The soundtrack album is composed by Akshay Raheja, Mikey McCleary and Ketan Sodha with lyrics written by IP Singh, Mikey McCleary, Shirley Setia, Jonita Gandhi and Neeraj Udhwani.

Track listing
| No. | Title | Lyrics | Music | Singer(s) | Length |
|---|---|---|---|---|---|
| 1. | "Majja Ma Re Tu" | IP Singh | Akshay Raheja | IP Singh | 01:32 |
| 2. | "Down on the Street" | Mikey McCleary, Enkore | Mikey McCleary | Mikey McCleary, Enkore | 03:07 |
| 3. | "I Wanna Hang With You" | IP Singh, Shirley Setia | Akshay Raheja | IP Singh, Shirley Setia | 02:15 |
| 4. | "Chuney Chuney" | Jonita Gandhi | Ketan Sodha | Jonita Gandhi | 03:11 |
| 5. | "Back To You" | Neeraj Udhwani | Mikey McCleary | Mikey McCleary, Neeraj Udhwani | 02:44 |
| Total length: |  |  |  |  | 12:51 |

==Critical reception==
 The Indian Express's Shubhra Gupta in her two star review wrote, "The best parts of Maska are filled with food, the cooking and eating of it: the textures of baking fresh bread, the buttery ooze of the maska, the other classic dishes you may find in an Irani establishment, and the golden lights that fill up the kitchen." Rohan Naahar writing for Hindustan Times stated, "The film has such as an endearing charm that it becomes virtually impossible to hold a grudge against it, even when you realise that Maska (like the hundreds of chefs who’ve tried to mimic Manish Mehrotra’s Daulat Ki Chaat) is essentially scene-for-scene rip-off of the 2009 film Today’s Special, starring Aasif Mandvi and Naseeruddin Shah."

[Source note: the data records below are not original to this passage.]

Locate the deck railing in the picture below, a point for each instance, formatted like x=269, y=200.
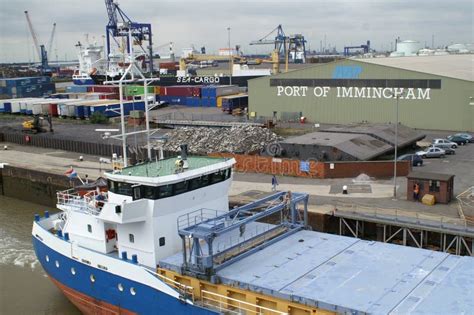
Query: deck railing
x=89, y=203
x=228, y=305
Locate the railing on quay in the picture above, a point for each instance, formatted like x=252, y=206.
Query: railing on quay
x=400, y=217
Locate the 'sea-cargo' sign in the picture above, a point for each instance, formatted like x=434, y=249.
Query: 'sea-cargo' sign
x=357, y=88
x=356, y=92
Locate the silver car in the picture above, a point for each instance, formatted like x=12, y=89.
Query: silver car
x=443, y=143
x=432, y=152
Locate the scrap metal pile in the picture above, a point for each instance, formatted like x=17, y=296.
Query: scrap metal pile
x=238, y=139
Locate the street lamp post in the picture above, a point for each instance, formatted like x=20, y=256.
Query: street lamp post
x=230, y=57
x=396, y=147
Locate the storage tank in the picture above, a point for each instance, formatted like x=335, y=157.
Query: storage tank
x=408, y=47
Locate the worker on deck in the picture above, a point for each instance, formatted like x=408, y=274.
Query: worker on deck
x=416, y=191
x=179, y=163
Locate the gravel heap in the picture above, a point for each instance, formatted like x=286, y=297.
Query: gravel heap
x=238, y=139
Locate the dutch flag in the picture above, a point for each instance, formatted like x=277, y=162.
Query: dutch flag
x=71, y=173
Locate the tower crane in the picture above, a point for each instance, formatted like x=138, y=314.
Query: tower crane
x=120, y=25
x=40, y=48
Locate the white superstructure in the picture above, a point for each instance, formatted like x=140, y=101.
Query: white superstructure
x=138, y=214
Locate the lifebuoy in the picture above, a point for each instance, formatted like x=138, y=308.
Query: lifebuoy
x=110, y=234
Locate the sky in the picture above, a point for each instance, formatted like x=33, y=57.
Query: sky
x=204, y=23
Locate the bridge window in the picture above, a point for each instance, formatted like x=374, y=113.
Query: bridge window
x=165, y=191
x=162, y=241
x=180, y=188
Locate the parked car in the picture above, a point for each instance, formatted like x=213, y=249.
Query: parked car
x=431, y=152
x=459, y=140
x=443, y=143
x=416, y=160
x=466, y=136
x=446, y=149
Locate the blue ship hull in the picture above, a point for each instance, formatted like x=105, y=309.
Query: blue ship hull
x=103, y=295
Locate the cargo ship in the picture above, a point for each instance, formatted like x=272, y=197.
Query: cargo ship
x=90, y=62
x=162, y=240
x=171, y=80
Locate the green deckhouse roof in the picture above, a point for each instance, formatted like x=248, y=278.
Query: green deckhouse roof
x=167, y=166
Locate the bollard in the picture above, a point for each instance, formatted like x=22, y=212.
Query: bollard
x=344, y=190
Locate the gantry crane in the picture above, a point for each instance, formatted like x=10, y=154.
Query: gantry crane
x=40, y=48
x=120, y=24
x=284, y=45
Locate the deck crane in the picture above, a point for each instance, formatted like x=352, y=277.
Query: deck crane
x=120, y=24
x=40, y=48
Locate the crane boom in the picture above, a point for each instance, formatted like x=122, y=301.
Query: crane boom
x=33, y=34
x=51, y=39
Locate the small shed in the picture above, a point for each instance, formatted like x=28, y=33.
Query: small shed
x=438, y=184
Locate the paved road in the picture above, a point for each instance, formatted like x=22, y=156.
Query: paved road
x=322, y=192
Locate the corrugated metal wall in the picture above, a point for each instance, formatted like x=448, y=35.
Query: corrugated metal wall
x=447, y=109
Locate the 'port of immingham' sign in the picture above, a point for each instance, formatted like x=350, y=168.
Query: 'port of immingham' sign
x=356, y=88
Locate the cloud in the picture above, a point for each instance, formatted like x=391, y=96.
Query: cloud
x=205, y=23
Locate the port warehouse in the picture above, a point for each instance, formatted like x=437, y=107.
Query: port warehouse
x=363, y=90
x=83, y=101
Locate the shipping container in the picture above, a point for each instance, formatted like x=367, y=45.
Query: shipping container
x=168, y=65
x=229, y=103
x=181, y=90
x=219, y=90
x=77, y=88
x=173, y=100
x=113, y=109
x=132, y=90
x=103, y=89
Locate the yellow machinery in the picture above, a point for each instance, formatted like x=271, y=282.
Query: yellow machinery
x=35, y=125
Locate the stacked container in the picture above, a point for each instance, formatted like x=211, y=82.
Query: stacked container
x=26, y=87
x=211, y=93
x=231, y=102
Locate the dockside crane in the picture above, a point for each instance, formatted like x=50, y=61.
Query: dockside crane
x=279, y=42
x=120, y=26
x=40, y=48
x=285, y=46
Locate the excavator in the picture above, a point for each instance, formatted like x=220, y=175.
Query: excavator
x=35, y=125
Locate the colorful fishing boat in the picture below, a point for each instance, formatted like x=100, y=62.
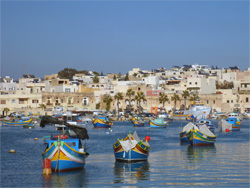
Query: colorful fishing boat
x=29, y=126
x=230, y=124
x=102, y=122
x=65, y=153
x=185, y=130
x=158, y=123
x=137, y=121
x=208, y=122
x=132, y=149
x=17, y=122
x=201, y=135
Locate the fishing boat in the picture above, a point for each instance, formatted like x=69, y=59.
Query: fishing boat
x=102, y=122
x=137, y=121
x=17, y=122
x=132, y=149
x=65, y=153
x=158, y=123
x=200, y=135
x=185, y=130
x=229, y=124
x=197, y=109
x=29, y=126
x=208, y=122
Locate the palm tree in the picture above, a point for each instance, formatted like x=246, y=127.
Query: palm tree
x=118, y=96
x=163, y=98
x=185, y=94
x=107, y=99
x=139, y=96
x=130, y=93
x=175, y=98
x=6, y=110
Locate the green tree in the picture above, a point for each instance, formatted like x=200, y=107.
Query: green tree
x=175, y=98
x=194, y=97
x=130, y=93
x=163, y=98
x=95, y=79
x=97, y=106
x=107, y=99
x=67, y=73
x=118, y=96
x=126, y=77
x=95, y=73
x=6, y=110
x=139, y=97
x=43, y=106
x=185, y=94
x=119, y=75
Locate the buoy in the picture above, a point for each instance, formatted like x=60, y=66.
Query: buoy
x=12, y=151
x=47, y=167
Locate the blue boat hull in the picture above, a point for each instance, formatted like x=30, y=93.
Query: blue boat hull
x=183, y=137
x=130, y=156
x=100, y=125
x=65, y=165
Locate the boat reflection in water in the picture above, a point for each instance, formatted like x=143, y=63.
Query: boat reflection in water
x=64, y=179
x=131, y=172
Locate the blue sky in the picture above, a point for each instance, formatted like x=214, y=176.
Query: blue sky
x=44, y=37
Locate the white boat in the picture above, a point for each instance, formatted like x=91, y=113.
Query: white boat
x=198, y=110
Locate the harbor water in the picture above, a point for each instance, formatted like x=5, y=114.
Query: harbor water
x=170, y=163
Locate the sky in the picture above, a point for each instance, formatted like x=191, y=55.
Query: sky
x=44, y=37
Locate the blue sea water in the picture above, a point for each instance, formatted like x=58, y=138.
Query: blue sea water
x=170, y=164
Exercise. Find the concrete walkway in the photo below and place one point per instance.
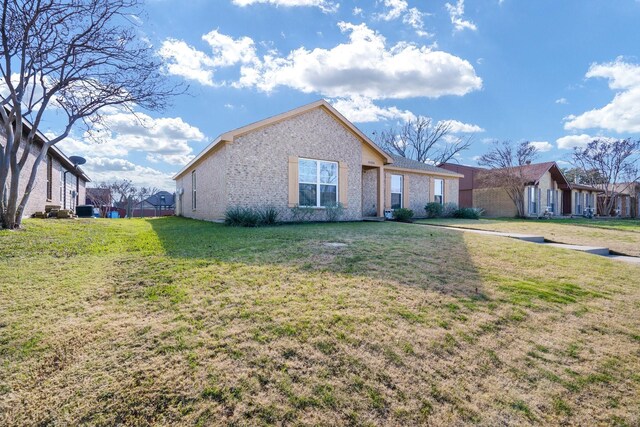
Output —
(532, 238)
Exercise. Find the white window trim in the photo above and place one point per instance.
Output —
(318, 183)
(437, 187)
(533, 200)
(401, 190)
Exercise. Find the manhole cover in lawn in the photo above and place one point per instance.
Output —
(335, 244)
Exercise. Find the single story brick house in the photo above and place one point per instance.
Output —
(546, 190)
(58, 183)
(627, 203)
(310, 157)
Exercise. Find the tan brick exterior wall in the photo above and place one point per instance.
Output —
(38, 198)
(418, 185)
(370, 192)
(253, 170)
(257, 168)
(211, 188)
(451, 191)
(495, 202)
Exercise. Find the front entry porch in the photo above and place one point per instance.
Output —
(373, 193)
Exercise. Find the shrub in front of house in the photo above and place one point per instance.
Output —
(250, 217)
(468, 213)
(448, 210)
(302, 213)
(334, 212)
(269, 216)
(434, 210)
(403, 215)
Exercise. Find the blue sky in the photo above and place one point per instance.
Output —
(554, 72)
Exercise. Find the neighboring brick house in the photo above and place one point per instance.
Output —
(627, 203)
(309, 157)
(546, 191)
(57, 182)
(161, 203)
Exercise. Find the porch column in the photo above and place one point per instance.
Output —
(381, 191)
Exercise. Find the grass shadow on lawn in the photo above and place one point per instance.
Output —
(182, 322)
(399, 253)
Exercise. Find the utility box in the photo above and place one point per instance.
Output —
(84, 211)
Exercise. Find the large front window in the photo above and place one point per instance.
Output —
(438, 191)
(396, 191)
(317, 183)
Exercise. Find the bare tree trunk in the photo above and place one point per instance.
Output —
(30, 184)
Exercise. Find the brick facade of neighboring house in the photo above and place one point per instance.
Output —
(627, 203)
(547, 191)
(273, 163)
(52, 186)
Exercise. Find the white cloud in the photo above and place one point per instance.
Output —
(365, 66)
(460, 127)
(622, 114)
(542, 146)
(163, 139)
(456, 13)
(101, 169)
(395, 9)
(362, 110)
(228, 52)
(324, 5)
(571, 141)
(186, 61)
(410, 16)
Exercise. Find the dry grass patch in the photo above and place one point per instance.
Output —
(622, 236)
(178, 322)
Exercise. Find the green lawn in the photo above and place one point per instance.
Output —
(179, 322)
(621, 235)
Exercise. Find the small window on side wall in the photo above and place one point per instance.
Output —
(396, 191)
(317, 183)
(438, 191)
(193, 191)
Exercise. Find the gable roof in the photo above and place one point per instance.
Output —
(54, 151)
(531, 173)
(404, 163)
(156, 199)
(231, 135)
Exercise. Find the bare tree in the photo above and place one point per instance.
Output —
(72, 56)
(141, 195)
(506, 161)
(616, 163)
(123, 192)
(423, 141)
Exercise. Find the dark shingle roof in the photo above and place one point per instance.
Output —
(403, 162)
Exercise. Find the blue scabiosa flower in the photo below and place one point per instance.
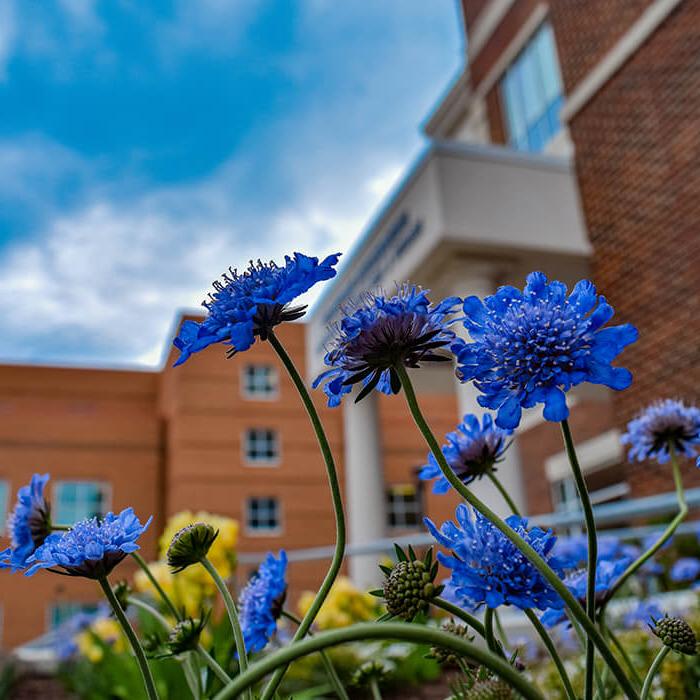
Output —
(607, 572)
(261, 602)
(472, 451)
(532, 346)
(250, 304)
(659, 427)
(28, 525)
(488, 569)
(685, 569)
(379, 333)
(91, 548)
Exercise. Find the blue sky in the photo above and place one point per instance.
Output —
(146, 145)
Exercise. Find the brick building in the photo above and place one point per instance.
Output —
(568, 143)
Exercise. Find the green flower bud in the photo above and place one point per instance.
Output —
(190, 545)
(676, 634)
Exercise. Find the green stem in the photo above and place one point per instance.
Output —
(232, 614)
(621, 650)
(131, 636)
(527, 550)
(666, 535)
(154, 582)
(488, 624)
(208, 658)
(386, 630)
(334, 484)
(656, 664)
(552, 649)
(506, 496)
(463, 615)
(327, 663)
(592, 551)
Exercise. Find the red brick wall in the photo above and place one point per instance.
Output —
(637, 153)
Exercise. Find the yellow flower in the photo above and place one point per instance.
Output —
(106, 629)
(344, 605)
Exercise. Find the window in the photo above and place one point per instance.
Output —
(62, 612)
(76, 500)
(404, 506)
(4, 496)
(261, 445)
(259, 382)
(532, 93)
(263, 515)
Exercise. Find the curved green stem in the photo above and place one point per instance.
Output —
(327, 663)
(592, 550)
(463, 615)
(506, 496)
(131, 636)
(154, 582)
(490, 637)
(208, 658)
(656, 664)
(665, 536)
(232, 613)
(386, 630)
(621, 651)
(527, 550)
(336, 497)
(552, 649)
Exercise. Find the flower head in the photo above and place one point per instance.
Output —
(250, 304)
(92, 547)
(664, 425)
(532, 346)
(472, 451)
(28, 525)
(378, 333)
(261, 602)
(487, 568)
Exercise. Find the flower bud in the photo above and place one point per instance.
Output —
(190, 545)
(410, 585)
(676, 634)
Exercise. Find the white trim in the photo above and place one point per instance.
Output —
(527, 30)
(616, 57)
(485, 24)
(599, 452)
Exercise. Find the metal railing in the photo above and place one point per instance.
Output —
(632, 509)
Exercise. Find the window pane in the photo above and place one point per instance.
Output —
(531, 92)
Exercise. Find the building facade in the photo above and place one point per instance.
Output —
(568, 143)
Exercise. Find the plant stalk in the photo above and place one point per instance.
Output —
(592, 551)
(527, 550)
(334, 484)
(131, 636)
(386, 630)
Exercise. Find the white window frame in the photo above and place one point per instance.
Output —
(105, 487)
(4, 506)
(263, 532)
(261, 461)
(390, 505)
(256, 395)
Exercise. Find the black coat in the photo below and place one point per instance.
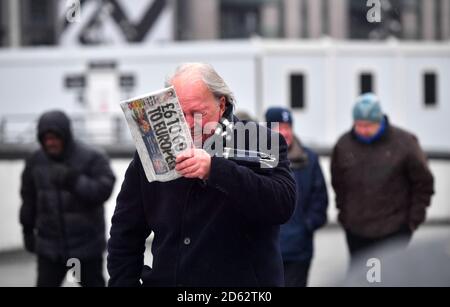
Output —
(219, 232)
(65, 221)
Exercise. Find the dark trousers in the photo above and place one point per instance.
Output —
(358, 245)
(296, 273)
(51, 273)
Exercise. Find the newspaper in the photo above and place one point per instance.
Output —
(159, 131)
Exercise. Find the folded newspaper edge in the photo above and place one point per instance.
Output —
(159, 131)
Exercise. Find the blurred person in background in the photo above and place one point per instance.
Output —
(64, 186)
(381, 179)
(296, 236)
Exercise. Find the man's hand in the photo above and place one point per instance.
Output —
(194, 163)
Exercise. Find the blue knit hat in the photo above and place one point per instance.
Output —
(279, 115)
(368, 108)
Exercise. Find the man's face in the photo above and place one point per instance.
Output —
(366, 128)
(53, 144)
(285, 129)
(195, 98)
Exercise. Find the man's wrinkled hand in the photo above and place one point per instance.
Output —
(194, 163)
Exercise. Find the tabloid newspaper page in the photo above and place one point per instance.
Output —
(159, 131)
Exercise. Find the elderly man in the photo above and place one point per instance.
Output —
(218, 224)
(381, 178)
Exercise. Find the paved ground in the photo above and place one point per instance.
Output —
(330, 264)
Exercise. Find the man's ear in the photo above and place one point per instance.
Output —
(222, 105)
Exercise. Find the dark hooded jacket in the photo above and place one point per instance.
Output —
(296, 236)
(219, 232)
(65, 220)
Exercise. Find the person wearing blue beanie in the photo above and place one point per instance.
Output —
(381, 179)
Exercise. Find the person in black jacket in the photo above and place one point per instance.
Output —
(296, 236)
(64, 187)
(218, 224)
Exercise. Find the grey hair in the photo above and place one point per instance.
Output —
(208, 75)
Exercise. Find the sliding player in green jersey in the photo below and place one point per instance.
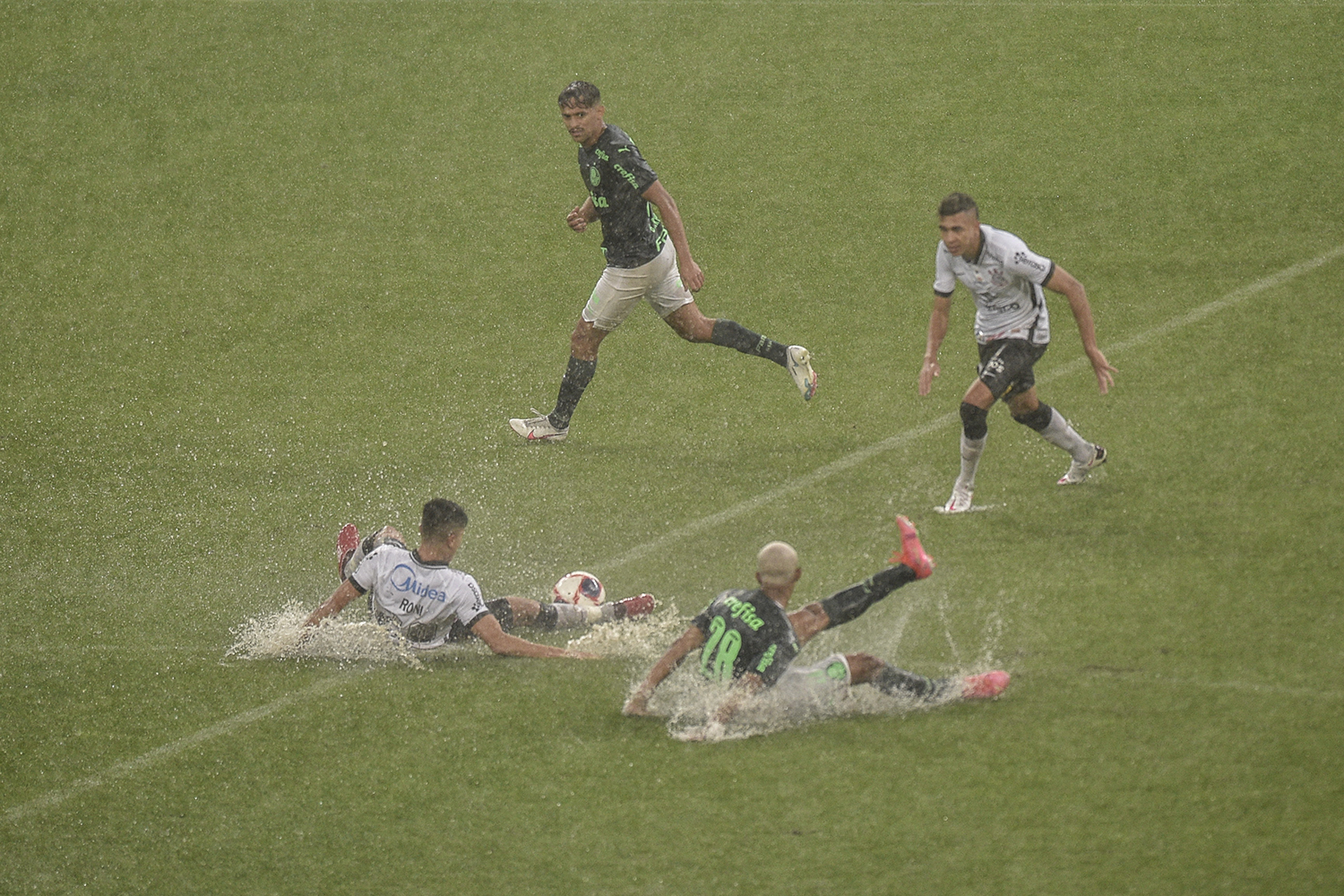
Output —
(749, 637)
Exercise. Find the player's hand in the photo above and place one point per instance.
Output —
(927, 374)
(691, 274)
(575, 220)
(636, 705)
(1102, 368)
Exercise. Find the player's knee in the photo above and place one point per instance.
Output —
(863, 667)
(975, 421)
(1037, 419)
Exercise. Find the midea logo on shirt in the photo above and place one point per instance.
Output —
(403, 579)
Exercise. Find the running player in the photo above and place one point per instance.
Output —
(750, 638)
(648, 258)
(1012, 328)
(430, 603)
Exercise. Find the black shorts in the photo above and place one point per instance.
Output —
(499, 607)
(1005, 366)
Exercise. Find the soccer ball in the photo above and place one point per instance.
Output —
(581, 589)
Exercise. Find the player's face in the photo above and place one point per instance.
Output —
(583, 123)
(961, 234)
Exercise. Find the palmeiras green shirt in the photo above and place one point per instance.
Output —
(616, 177)
(746, 632)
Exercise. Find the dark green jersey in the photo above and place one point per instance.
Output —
(616, 177)
(746, 632)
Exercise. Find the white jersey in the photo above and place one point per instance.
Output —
(421, 598)
(1005, 280)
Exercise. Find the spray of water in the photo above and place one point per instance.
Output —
(282, 635)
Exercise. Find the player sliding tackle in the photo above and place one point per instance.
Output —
(418, 594)
(750, 638)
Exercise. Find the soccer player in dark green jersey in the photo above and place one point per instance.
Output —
(648, 258)
(750, 638)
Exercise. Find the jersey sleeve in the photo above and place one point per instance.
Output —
(366, 573)
(943, 281)
(1021, 261)
(631, 167)
(470, 603)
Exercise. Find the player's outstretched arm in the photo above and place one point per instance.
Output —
(691, 274)
(488, 630)
(340, 597)
(1067, 285)
(809, 621)
(937, 332)
(639, 702)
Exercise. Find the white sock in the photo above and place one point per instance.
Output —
(970, 450)
(1061, 435)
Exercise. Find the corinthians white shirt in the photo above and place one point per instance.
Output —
(1005, 280)
(421, 598)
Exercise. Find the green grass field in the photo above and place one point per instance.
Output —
(271, 268)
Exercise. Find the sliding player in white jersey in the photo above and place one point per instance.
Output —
(1012, 328)
(430, 603)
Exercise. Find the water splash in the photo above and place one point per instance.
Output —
(282, 635)
(642, 638)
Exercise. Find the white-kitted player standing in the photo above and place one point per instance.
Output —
(1012, 328)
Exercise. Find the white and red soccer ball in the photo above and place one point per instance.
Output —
(581, 589)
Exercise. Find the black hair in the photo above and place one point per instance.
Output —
(581, 93)
(957, 203)
(441, 519)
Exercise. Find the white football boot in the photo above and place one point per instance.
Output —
(800, 368)
(1078, 471)
(538, 429)
(960, 500)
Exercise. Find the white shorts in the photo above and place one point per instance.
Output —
(814, 686)
(620, 289)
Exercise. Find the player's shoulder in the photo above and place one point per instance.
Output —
(1002, 241)
(616, 140)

Vibha Maru of India Today wrote, "Maska is an age-old-story told in the most colourful way. Manisha and Jaaved's shoulders bear the burden of the entire film. Watch the film for them, they will make you miss your parents a little less and get through this time in quarantine." The Hindu's Namrata Joshi wrote, "In these home-bound times, the film does leave you feeling nostalgic for old Mumbai houses you used to encounter on walks. Most of all, it ignites a craving for those soft buns slathered with mounds of butter and the extra sweet tea at Irani cafés. And also those small cups of Bournvita, tea and coffee sold on cycle-carts late into the night and the wee hours of the morning in a city that never sleeps. Rather never used to sleep. Hope it soon wakes up again." The New Indian Express's Sudhir Srinivasan stated, "Given its deceptively interesting beginnings, you’d never guess how low Maska would go on to fall. The conflict is straightforward and one milked for decades in our cinema."